Desires are a part of human existence, but they must also be held with an open hand....
The problem with desire is that in sinners it very quickly morphs into demand ("I must"). Demand is the closing of my fists over a desire. Even though I may be unaware that I have done it, I have left my proper position of submission to God. I have decided that I must have what I have set my heart on and nothing can stand in the way. I am no longer comforted by God's desire for me; I am threatened by it, because God's will potentially stands in the way of my demand....
There is a direct relationship between expectation and disappointment, and much of our disappointment in relationships is not because people have actually wronged us, but because they have failed to meet our expectations.

-Paul David Tripp,
Instruments in the Redeemer's Hands,

quoted in:
Did I Kiss Marriage Goodbye?
Trusting God With a Hope Deferred
By Carolyn McCully


Jessica said...

Thanks, Mary.

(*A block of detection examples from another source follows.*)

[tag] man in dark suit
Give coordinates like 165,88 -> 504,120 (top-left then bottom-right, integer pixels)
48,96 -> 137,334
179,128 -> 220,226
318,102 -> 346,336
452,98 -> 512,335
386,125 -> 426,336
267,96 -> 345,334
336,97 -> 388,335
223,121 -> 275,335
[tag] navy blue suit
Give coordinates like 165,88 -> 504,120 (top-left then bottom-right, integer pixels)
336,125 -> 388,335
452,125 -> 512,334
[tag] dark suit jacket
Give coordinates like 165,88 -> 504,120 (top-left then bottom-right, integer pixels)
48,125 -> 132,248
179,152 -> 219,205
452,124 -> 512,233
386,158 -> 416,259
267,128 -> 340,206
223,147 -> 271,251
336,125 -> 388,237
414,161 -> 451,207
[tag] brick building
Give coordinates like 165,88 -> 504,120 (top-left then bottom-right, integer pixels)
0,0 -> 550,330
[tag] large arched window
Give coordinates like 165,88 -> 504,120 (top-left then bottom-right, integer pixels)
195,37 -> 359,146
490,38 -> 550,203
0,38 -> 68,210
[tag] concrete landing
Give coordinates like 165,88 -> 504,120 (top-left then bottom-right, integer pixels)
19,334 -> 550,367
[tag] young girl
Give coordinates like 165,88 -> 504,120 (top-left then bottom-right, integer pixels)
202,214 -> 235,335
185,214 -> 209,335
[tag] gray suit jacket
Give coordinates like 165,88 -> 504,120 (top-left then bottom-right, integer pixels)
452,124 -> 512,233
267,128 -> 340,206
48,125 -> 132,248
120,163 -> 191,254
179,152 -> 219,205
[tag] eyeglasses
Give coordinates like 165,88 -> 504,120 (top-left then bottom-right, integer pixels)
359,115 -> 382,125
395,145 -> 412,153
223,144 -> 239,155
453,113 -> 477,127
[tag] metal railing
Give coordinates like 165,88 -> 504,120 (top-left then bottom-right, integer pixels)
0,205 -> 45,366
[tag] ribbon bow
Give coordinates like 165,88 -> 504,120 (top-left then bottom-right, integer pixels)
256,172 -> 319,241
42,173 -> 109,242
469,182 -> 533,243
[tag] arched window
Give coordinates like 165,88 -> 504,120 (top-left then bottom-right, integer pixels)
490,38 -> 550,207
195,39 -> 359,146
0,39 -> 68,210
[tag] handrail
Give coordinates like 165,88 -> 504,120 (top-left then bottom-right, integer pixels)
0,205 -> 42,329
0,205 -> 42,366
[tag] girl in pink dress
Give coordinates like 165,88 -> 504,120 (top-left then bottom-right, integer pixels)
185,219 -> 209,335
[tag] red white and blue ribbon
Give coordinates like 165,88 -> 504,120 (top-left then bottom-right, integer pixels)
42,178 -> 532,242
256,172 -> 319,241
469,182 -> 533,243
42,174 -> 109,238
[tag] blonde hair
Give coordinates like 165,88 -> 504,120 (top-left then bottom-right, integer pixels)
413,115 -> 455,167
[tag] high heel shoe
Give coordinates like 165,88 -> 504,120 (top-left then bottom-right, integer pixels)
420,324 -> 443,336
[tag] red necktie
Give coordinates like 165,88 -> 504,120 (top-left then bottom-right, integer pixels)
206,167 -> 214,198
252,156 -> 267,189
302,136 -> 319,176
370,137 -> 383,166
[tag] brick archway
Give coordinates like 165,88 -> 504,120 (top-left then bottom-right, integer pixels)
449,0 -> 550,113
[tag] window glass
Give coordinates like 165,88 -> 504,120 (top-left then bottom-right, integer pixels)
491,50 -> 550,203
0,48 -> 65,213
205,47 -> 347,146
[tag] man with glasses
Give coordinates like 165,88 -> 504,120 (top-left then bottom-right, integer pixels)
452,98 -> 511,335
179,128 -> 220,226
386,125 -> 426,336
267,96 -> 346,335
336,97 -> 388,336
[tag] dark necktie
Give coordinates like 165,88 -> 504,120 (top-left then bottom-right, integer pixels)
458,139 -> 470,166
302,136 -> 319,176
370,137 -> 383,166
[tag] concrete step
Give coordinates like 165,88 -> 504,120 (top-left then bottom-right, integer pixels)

Very appropriate for me tonight. I had just been thinking about this subject earlier this evening. At work there is a picture on the wall that is called "Rival Attraction". It is an "old-fashionedy" print with a little girl sitting in an easy chair with a book lying limp in her hands. She is gazing at the little kitty that is peering down at her from his perch on the top of the chair. It reminded me of how I often want things that are legitimately good things, but they're not the things I'm supposed to be occupied with until another season of my life. Kitties are good, but not when you're supposed to be studying!! Thanks for the encouragement! :)


mikestahlman said...

Very good post. An article I read online referenced a similar website on the subject: An article, "Five Criteria for Addiction Assessment" lists the first criteria of an addiction as fantasy. "The power of fantasy is the enduring power of addiction." Your article shows that these fantasies may initially be based on a good thing, but then they seize control of our lives.

Bethanie said...

wow. I've never thought of it like that before.